By Kymberly Martin
NZ swaps closed down about 1 bps across the curve on Friday.
On Friday night, US 10-year yields popped higher.
On Friday, NZ yields dipped on increased speculation of rate cuts across the Tasman.
The market now prices more than 30 bps of cuts from the RBA by mid next year.
Ultimately, however, NZ swaps closed down only 1bps across the curve after payers emerged into the afternoon. NZ 2 and 5-year swap sit at 3.85% and 4.08% respectively. The 2-10s curve trades at 45 bps.
The strength in Friday night’s Nov US payrolls report adds conviction to two of our central views.

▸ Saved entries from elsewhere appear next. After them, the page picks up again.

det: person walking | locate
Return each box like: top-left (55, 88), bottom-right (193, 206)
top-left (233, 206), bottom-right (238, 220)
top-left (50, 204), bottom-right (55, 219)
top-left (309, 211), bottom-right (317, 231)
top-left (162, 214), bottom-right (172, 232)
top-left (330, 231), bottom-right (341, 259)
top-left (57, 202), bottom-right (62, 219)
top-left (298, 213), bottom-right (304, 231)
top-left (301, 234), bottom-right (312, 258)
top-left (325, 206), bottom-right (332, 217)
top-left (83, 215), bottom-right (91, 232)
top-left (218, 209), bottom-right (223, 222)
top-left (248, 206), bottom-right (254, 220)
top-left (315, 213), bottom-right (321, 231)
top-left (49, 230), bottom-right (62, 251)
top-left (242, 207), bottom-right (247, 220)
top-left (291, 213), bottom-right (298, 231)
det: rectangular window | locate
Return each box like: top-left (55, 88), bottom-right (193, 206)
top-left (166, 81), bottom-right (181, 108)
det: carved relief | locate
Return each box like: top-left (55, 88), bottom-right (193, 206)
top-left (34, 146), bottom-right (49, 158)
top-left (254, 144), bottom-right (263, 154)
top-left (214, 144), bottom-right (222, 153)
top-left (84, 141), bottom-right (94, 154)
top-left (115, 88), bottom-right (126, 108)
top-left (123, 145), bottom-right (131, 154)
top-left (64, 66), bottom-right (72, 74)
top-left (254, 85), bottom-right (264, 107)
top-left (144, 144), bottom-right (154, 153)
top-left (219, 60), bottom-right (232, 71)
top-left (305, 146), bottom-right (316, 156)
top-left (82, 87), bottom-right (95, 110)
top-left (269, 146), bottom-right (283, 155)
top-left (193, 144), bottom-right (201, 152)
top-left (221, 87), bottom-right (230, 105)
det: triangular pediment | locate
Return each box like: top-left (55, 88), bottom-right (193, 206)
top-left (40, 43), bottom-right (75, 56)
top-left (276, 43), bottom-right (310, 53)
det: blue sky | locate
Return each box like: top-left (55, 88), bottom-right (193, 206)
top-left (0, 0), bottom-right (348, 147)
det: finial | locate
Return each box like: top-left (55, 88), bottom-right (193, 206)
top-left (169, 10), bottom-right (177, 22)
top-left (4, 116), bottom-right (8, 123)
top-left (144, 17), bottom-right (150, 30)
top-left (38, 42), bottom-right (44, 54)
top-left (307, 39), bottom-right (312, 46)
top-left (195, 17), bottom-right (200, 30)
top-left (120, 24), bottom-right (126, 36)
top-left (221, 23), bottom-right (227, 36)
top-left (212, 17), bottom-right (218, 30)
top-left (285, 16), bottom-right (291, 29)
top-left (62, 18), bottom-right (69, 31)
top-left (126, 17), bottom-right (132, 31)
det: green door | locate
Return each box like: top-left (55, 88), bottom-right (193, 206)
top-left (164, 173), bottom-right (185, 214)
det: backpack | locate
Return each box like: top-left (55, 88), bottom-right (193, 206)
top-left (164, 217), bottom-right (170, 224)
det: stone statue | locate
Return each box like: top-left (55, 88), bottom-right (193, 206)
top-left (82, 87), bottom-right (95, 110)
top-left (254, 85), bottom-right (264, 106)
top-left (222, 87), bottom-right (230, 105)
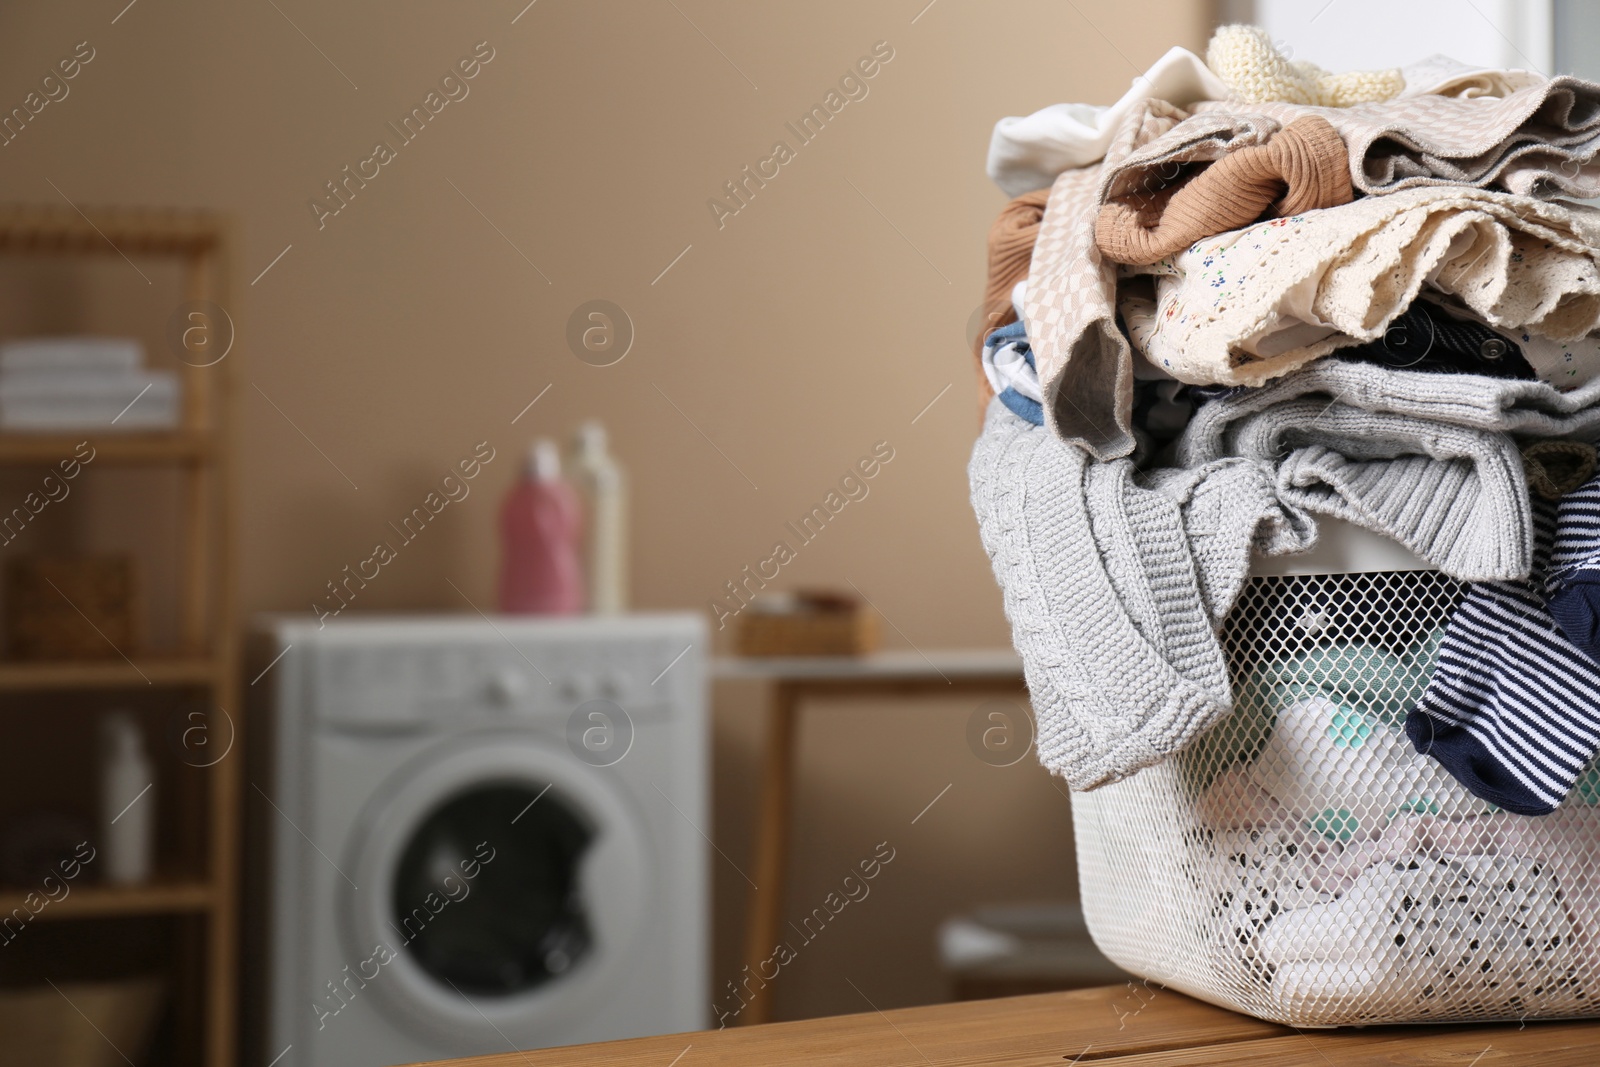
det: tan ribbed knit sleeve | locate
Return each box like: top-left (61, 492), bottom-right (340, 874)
top-left (1094, 116), bottom-right (1353, 266)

One, the Fed will drop the “considerable time” phrase at its 17 Dec meeting, which it has used to delineate the time between the end of QE and the start of rate hikes.
Two, we expect the Fed to begin to raise rates mid next year, a little ahead of the market that is pricing a Q3 hike.
US 2-year yields popped from 0.55% to end the week at 0.64%. 10-year equivalents pushed up from 2.26% to end the week around 2.31%. Even German 10-year yields managed a jump from 0.76% to 0.78%. Aussie bond futures followed the directional move. We therefore expect NZ yields (particularly at the long-end) to open higher today.
Domestically today we have manufacturing data released, but this week’s highlight will be Thursday’s RBNZ meeting. Here we expect the Bank to maintain a subtle tightening bias but likely flatten its projected 90-day bank bill track.